Go listen to yourself for once, perhaps – and NO – not that annoying voice in your head that keeps distracting you about your own shortcomings etc. Comprende?
Still munching on that bag of dicks I see
I don’t eat processed foods either, bro. Thanks, bro.
Im not your fukn “bro” never will be . I do not need or want people like you in my life.You are as they say a negative creep
sorry, bro
Come on out from behind your keyboard.
I don’t own a keyboard
they’re and OK band, but nah wouldn’t bother listening to them now. *(or then) – not sure why NZ funded that doco on SHihad either, ugh sick of their horrible rugbyhead/powerchord rock music before Y2K
Thanks for your biased input Julian. You’re well known for being an angry little man with a chip on your shoulder.

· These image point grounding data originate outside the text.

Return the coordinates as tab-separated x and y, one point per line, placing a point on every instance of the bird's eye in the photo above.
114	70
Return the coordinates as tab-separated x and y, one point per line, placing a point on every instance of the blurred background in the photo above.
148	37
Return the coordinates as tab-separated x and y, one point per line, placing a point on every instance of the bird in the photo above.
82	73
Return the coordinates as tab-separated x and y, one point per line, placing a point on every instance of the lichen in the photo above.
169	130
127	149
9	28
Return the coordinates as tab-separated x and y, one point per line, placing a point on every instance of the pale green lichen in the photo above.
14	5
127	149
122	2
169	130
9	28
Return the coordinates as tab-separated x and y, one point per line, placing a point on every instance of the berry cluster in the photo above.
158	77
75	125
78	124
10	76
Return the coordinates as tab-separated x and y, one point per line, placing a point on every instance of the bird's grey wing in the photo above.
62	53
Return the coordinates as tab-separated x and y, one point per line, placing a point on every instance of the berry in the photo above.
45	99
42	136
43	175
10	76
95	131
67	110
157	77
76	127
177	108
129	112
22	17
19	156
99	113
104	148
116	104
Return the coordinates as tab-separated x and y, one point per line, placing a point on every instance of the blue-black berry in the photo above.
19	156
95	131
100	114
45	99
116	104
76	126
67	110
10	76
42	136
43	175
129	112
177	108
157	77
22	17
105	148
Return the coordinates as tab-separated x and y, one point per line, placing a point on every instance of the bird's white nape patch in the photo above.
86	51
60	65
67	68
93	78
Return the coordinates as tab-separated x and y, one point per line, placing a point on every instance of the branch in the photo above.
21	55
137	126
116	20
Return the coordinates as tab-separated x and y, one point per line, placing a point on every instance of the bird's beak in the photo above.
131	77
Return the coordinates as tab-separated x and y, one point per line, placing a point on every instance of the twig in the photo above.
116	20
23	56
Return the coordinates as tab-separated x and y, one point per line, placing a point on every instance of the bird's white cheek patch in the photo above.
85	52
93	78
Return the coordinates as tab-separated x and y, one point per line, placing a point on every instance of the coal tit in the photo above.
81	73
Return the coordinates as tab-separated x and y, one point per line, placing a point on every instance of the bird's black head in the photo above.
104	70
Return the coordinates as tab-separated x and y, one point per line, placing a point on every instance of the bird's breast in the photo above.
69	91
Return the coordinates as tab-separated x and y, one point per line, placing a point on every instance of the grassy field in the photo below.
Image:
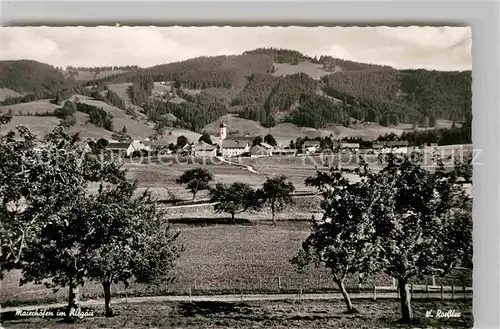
315	71
6	92
88	75
225	258
121	90
30	108
287	314
136	128
284	132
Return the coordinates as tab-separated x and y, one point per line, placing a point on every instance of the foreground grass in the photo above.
307	314
222	259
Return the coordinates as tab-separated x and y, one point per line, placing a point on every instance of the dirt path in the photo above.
240	298
248	167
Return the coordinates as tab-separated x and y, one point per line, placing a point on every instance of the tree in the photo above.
133	240
205	138
432	121
107	237
343	240
68	121
277	192
51	185
182	141
257	140
234	199
269	139
196	179
102	143
418	216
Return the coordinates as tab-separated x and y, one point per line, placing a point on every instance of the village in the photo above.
231	146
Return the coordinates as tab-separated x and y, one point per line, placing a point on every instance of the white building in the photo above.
310	147
121	148
262	149
140	145
202	149
234	146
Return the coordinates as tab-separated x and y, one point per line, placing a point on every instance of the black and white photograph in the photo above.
236	177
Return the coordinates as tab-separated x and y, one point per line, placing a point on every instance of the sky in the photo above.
433	48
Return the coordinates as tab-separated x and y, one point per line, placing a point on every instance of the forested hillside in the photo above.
200	90
31	77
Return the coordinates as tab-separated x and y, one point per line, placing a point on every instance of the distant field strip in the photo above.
386	294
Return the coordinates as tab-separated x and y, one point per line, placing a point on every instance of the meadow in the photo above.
267	314
220	257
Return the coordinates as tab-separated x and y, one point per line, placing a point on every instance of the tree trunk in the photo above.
347	299
272	211
405	297
73	300
107	298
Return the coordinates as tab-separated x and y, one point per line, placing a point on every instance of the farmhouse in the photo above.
202	149
262	149
142	145
311	146
349	146
285	151
391	146
185	150
121	148
233	146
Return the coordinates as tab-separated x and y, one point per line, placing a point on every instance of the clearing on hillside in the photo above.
284	132
6	92
31	108
91	75
121	90
136	128
315	71
41	125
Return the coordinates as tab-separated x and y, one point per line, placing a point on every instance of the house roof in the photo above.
118	146
229	143
202	146
393	143
265	145
311	143
347	145
240	138
258	149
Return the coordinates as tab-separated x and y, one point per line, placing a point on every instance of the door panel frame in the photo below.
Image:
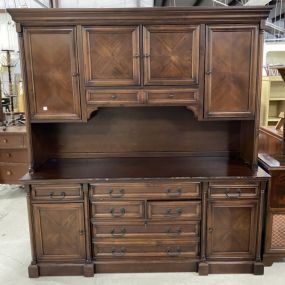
32	96
208	113
135	31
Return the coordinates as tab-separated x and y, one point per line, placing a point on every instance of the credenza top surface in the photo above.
196	168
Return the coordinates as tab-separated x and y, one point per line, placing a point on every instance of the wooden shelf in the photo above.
143	167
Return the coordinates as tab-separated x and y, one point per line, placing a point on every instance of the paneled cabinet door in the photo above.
232	228
52	73
171	55
59	231
111	56
230	71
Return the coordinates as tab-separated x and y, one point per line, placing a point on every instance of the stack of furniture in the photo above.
143	127
271	158
13	154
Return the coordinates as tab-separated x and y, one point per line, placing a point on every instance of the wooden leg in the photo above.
258	268
33	271
88	270
203	269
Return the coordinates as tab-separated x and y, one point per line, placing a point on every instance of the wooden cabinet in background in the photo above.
52	73
230	77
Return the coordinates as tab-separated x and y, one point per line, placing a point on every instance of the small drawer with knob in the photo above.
147	190
12	141
118	210
112	97
57	193
233	190
174	210
11	172
144	229
173	97
140	249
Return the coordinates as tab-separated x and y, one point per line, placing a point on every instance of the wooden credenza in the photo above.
143	141
13	154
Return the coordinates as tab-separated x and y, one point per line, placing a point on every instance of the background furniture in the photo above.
141	160
13	154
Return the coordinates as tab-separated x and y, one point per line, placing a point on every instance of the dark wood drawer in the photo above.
12	141
14	155
153	191
172	97
118	210
112	97
12	172
161	229
153	248
233	190
174	210
57	192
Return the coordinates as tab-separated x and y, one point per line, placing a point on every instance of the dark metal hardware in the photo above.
59	197
174	232
120	214
232	195
118	252
173	252
176	192
173	213
119	234
116	195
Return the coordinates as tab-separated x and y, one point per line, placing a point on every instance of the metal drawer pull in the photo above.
232	195
119	234
118	252
175	232
59	197
173	213
173	252
176	192
116	195
120	214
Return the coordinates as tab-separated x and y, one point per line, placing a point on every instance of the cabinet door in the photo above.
232	228
111	56
230	71
59	231
171	55
52	72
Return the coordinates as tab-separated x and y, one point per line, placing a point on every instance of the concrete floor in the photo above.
15	257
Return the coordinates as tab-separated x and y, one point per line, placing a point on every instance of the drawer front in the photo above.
118	210
145	230
12	141
174	210
57	192
14	155
233	191
173	97
12	172
112	97
145	190
153	248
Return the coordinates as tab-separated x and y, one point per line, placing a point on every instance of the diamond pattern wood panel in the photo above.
59	231
171	55
52	73
231	64
111	56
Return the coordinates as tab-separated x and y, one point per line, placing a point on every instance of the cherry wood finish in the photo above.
13	154
237	70
143	185
52	72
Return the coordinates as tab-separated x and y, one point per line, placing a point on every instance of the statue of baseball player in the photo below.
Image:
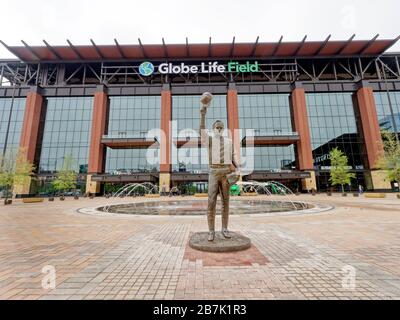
222	168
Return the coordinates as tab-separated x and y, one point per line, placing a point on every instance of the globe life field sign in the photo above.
147	68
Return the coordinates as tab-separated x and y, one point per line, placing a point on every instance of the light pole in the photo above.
8	125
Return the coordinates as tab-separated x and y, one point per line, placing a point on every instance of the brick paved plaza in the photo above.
147	257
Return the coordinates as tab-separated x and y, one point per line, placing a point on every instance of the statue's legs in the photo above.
213	188
224	190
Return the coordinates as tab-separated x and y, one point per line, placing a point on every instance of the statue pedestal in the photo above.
237	242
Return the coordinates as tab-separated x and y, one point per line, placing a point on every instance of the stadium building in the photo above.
101	104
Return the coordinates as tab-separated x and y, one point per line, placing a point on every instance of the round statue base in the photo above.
237	242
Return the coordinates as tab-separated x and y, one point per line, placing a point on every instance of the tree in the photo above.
390	159
15	170
340	172
66	177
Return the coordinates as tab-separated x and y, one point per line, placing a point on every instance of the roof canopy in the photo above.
93	52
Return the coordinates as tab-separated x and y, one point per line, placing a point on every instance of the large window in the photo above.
265	113
385	117
66	133
269	158
133	117
333	123
186	117
11	120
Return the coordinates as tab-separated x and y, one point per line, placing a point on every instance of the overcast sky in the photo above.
126	20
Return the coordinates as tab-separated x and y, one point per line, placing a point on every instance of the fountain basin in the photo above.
199	207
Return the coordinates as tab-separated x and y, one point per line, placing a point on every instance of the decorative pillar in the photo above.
372	135
304	149
233	118
96	149
165	143
30	131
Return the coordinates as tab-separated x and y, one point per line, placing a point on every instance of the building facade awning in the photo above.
210	50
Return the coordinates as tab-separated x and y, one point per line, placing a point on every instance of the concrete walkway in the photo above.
351	252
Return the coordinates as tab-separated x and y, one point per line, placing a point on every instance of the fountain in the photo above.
199	207
129	189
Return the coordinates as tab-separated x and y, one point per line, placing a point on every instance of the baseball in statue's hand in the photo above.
203	109
206	99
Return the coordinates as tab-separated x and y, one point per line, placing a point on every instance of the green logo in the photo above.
146	68
247	67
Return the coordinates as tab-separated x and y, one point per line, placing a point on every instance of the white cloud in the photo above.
126	20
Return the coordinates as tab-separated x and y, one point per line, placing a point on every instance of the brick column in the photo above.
96	149
371	132
165	143
233	117
30	130
304	149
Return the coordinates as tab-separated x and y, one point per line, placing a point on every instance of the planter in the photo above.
32	200
375	195
151	195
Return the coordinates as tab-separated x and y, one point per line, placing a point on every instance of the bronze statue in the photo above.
222	166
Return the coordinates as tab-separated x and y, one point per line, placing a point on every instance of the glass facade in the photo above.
66	133
186	119
133	117
385	117
13	123
333	123
269	158
265	113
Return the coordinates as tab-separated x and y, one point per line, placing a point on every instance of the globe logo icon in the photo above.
146	68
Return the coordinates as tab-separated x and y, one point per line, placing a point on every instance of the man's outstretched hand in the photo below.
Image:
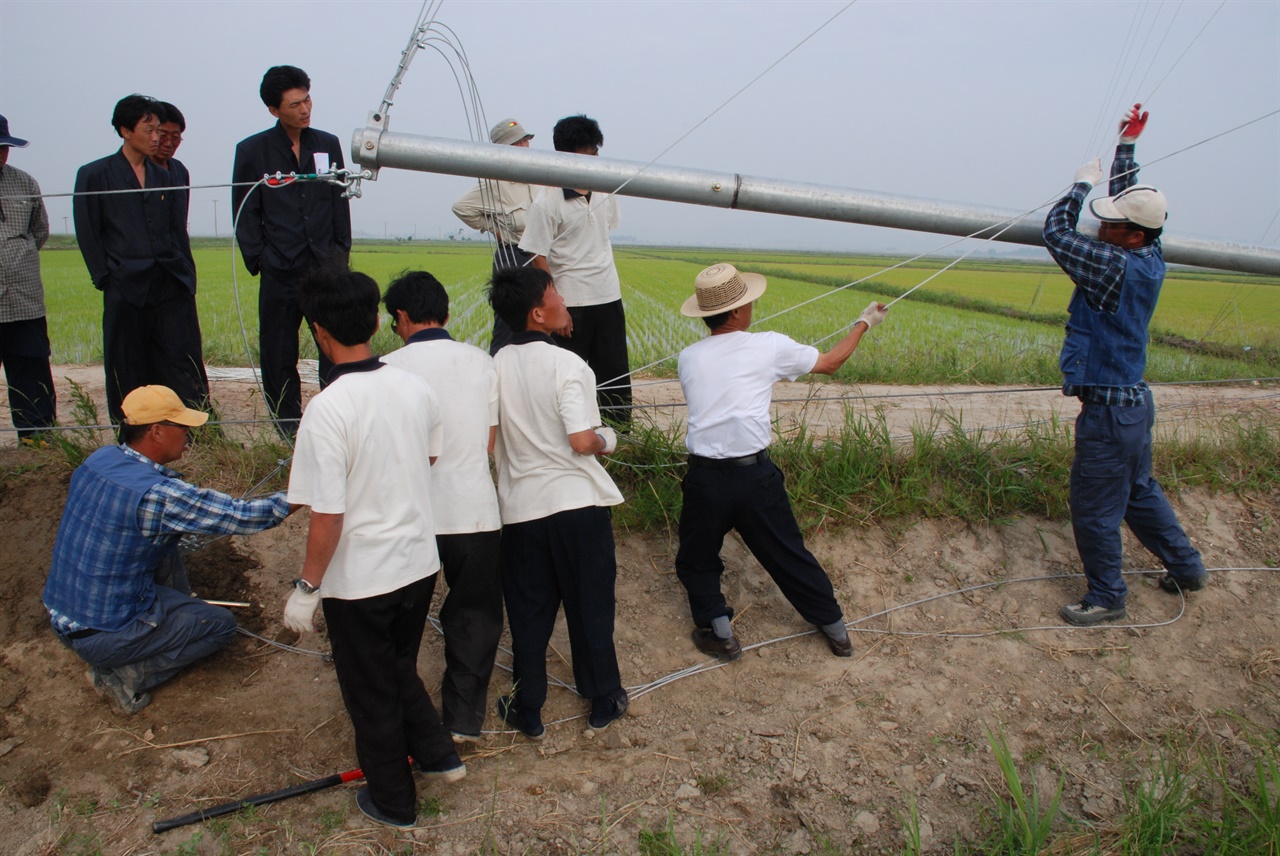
1133	124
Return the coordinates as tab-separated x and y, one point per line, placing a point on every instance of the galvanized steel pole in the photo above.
374	147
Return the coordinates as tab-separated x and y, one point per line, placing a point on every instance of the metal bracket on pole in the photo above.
365	143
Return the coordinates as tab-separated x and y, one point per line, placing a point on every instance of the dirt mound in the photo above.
787	750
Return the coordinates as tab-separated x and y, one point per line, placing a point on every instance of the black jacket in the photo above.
126	237
288	228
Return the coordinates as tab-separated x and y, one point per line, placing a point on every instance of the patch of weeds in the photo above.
430	806
711	784
663	842
1023	819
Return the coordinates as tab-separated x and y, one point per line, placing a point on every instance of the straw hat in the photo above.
1141	204
721	288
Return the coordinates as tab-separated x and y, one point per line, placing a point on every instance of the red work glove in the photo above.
1133	124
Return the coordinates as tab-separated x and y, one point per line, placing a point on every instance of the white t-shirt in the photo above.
728	385
574	236
466	387
547	393
362	452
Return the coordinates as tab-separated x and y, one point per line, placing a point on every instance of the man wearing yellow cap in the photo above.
1118	278
117	591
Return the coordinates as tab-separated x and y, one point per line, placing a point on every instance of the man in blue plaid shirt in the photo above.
1118	278
117	591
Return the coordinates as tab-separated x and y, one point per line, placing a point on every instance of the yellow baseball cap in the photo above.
151	404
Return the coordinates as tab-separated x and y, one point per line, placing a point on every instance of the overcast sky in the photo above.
991	104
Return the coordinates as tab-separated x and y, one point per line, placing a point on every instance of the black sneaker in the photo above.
607	709
365	802
1174	585
839	646
526	722
110	686
447	769
708	642
1086	614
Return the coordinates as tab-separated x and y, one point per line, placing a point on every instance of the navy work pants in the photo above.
1111	483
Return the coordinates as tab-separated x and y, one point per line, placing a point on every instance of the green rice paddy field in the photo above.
997	323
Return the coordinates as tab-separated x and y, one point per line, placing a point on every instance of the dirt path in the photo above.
785	751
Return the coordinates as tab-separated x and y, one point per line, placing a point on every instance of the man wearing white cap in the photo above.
1118	279
498	207
117	591
727	379
23	329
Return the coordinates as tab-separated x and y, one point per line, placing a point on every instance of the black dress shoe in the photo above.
708	642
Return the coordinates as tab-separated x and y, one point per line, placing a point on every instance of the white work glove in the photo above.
873	314
609	436
1089	173
1133	124
300	609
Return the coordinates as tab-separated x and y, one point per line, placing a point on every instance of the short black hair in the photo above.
342	301
278	81
133	109
169	113
515	292
421	297
574	133
714	321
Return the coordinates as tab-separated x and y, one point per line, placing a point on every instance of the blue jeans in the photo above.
176	631
1111	483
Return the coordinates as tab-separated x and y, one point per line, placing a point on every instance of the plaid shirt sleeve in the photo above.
1096	268
174	507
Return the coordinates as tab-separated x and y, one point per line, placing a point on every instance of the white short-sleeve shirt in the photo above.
574	236
466	388
547	393
362	452
728	384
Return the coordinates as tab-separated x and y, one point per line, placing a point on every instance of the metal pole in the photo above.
375	147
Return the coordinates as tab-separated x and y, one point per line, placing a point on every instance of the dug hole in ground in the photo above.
787	750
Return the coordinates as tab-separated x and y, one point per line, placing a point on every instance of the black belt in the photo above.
696	461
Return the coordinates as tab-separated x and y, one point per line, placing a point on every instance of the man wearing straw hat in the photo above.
727	380
117	591
1118	279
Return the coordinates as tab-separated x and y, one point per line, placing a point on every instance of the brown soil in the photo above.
787	750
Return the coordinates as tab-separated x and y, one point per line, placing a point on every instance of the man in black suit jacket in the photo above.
138	255
283	230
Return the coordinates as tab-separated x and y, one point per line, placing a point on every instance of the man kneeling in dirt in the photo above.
117	591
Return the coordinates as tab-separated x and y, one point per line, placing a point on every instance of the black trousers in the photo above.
600	339
375	642
471	618
278	321
155	343
504	256
24	356
753	500
562	558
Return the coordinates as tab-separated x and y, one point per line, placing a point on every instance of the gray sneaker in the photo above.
1086	614
109	686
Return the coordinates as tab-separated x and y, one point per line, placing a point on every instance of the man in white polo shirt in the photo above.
467	526
362	465
727	379
557	538
567	230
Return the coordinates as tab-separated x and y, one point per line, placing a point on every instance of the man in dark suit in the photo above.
283	230
138	255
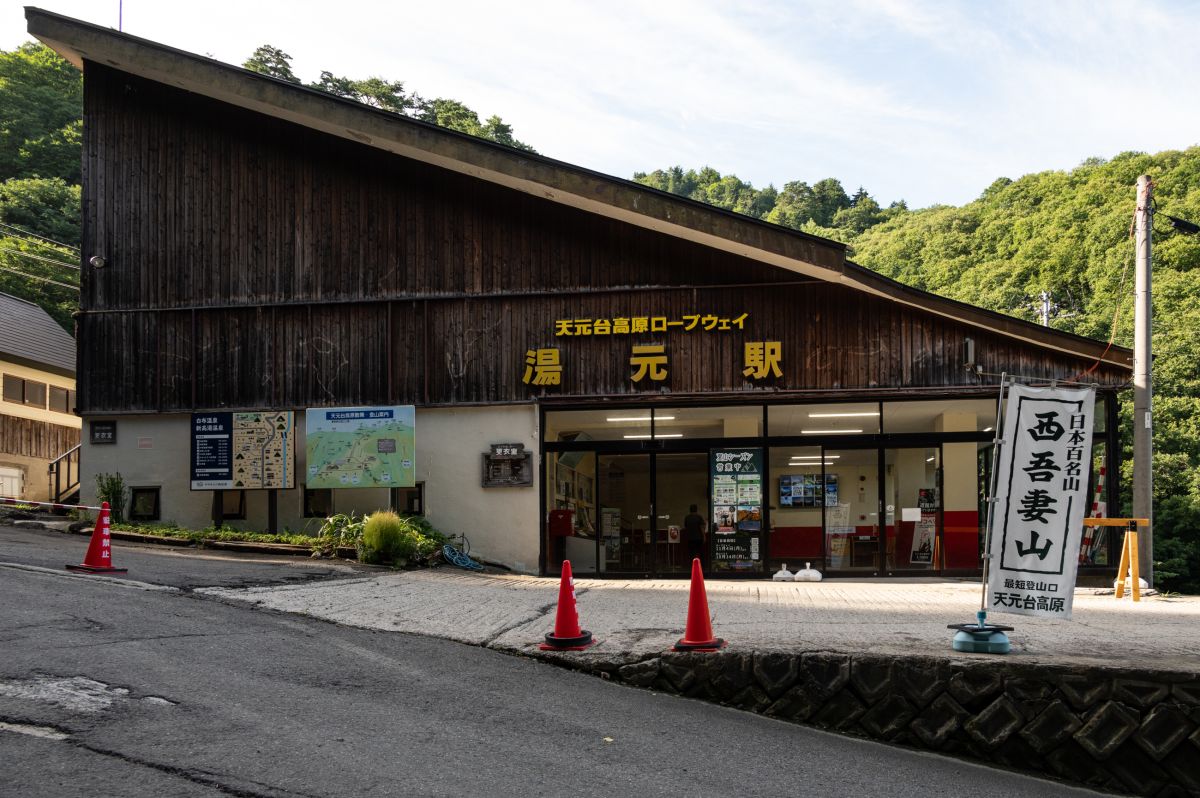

I bet you would’ve grabbed that missing treble and given it a good olde fashioned spit and polish and made it shine like the sun. Hurrah for you!
spitting and polishing was a different issue in the 90’s, to be honest.
Wow. You quite like yourself. Just a bit more than a bit ..
they’re bad – as a metal band, were good, in a teenage sort of way, but as a rock singles band, no – they hate each other and they regret their lives. Have you actually worked with these people? It’s 2017 pal – there’s a doco out there for everyone, I hear.